Of the basic technical skills – grip, stance, sight picture, trigger control, reload and draw from the holster – most critical to accuracy is not the sights, as most people first guess; it’s trigger control. This is where the MantisX comes in.
The MantisX system consists of a sensor with compact gyroscopes that track the minute movements of a firearm from sight acquisition to trigger break, and an app that provides feedback on a tablet or smart phone. The $150 U.S. sensor mounts on most standard pistol, rifle or shotgun rails, and pairs with the free app over Bluetooth.
TRAIN SMART, TRAIN ANYWHEREA golf simulator may help you practice your game indoors but when you drive the green on that simulated par three, it doesn’t tell you what you did to get there, or more important, how to do it again.
Unlike other trainers that utilize lasers mounted on the firearm and a laser-sensor on a target, the MantisX does not use lasers or require any special targets. Shooters can mount the sensor unit on almost any firearm, and it can track multiple shots and multiple targets through dynamic exercises or dry- and live-fire drills.
It analyzes the microscopic motions of a firearm during the actual trigger pull. The sensor detects the hammer fall or trigger click, and tracks the tiny movements of the muzzle before, during and after the trigger break to evaluate shooting performance and track progress of the shooter over time. It even works on CO2 pistols.
The app tracks shots and shot strings and plays them back on a variety of screens, the most useful of which is probably the computerized trace showing you microscopic movements of the muzzle while sighting (blue trace), during trigger pull (yellow trace) and after the shot break and recoil pattern (red trace.)
MantisX is constantly updating the app and improving features. New exercises are added on a regular basis and you can even attempt the 60-round FBI Qualification Course of Fire and compare your scores to others in your online group.
Marksmanship is not just aiming a gun.

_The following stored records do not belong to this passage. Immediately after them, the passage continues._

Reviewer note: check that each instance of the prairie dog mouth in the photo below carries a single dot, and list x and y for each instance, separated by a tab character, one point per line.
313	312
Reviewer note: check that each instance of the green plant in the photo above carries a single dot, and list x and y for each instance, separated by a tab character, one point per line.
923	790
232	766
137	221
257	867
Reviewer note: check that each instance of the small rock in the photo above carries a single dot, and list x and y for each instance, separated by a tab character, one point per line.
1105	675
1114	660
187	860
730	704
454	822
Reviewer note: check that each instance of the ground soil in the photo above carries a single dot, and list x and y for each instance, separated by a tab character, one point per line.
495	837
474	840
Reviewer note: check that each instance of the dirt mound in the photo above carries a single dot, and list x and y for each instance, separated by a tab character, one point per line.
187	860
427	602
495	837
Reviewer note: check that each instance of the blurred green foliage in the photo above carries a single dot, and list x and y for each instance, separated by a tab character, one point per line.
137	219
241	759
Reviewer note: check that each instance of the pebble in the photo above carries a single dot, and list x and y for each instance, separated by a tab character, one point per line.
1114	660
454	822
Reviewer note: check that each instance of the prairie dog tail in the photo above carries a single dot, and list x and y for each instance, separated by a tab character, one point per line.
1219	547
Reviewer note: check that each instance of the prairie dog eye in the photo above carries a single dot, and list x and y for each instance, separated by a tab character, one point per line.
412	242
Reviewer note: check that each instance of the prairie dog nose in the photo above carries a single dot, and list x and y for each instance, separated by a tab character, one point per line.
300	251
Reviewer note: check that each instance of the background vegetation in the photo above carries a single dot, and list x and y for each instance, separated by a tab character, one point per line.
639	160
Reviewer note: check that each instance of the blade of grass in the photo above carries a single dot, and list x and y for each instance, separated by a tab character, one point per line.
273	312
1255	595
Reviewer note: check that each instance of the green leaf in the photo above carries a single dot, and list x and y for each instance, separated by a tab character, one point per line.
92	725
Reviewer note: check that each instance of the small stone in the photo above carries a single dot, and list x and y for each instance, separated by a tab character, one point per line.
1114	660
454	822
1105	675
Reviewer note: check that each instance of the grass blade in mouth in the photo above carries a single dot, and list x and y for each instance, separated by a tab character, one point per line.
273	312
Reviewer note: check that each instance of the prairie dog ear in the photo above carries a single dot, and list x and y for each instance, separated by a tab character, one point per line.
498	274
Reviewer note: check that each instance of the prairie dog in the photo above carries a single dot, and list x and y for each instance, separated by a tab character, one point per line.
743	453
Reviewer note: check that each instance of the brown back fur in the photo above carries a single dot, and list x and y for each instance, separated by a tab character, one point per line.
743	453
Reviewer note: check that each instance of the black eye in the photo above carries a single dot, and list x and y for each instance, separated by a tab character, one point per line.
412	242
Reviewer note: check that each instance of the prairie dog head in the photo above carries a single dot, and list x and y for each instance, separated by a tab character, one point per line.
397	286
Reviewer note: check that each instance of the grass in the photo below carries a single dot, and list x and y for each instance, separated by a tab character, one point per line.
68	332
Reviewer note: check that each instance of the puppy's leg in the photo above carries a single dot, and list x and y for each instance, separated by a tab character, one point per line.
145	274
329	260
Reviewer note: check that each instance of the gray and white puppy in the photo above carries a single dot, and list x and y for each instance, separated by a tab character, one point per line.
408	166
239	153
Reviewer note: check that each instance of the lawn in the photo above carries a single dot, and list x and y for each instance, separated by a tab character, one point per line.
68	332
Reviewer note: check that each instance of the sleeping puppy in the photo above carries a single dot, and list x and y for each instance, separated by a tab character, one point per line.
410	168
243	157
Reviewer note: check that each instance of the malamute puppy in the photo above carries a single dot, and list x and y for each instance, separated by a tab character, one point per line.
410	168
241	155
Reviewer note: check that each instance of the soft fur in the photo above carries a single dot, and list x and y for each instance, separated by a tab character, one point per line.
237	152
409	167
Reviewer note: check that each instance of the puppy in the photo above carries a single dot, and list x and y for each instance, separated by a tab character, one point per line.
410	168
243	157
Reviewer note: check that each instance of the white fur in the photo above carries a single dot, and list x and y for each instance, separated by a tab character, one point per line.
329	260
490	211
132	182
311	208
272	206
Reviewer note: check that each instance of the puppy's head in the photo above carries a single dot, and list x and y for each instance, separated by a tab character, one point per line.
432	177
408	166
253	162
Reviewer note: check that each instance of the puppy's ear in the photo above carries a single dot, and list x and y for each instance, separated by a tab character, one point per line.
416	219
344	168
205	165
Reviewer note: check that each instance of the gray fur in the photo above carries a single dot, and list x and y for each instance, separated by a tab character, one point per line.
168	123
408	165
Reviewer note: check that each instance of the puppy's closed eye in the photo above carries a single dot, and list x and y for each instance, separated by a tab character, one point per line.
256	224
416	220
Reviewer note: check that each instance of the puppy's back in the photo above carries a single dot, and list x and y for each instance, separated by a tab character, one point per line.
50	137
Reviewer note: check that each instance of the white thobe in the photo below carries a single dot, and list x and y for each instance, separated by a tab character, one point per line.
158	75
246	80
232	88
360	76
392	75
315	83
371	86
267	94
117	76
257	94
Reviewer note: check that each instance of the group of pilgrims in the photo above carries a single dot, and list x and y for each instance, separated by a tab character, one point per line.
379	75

A big part of it is maintaining that aim through a smooth and consistent trigger pull, from the moment you acquire a sight picture to the moment the bullet leaves the barrel. The MantisX shows you exactly what you were doing before, during and after that trigger pull.
It doesn’t replace an instructor. In fact, if I was forced to identify a weaker area in the system, it might be the built-in coaching tips it provides to try to correct fundamental errors, some of which have less application to modern, two-handed shooting techniques.
This is where an experienced instructor really comes in. No electronic training simulator can analyze your mistakes and correct them for you. Just as one doesn’t become a firearms instructor by reading books and watching a few videos, one doesn’t become a good shot without constant practice of fundamentals under stress.
Few officers do enough dry practice. The strength of the MantisX system is not just how well it illustrates the importance of a proper grip and trigger pull. It also has the ability to prove that a live-fire score on the range is not just there to check off a qualification box; good scores are the result of proper techniques honed through both live- and dry-fire practice.
Practice doesn’t make perfect. Only perfect practice makes perfect.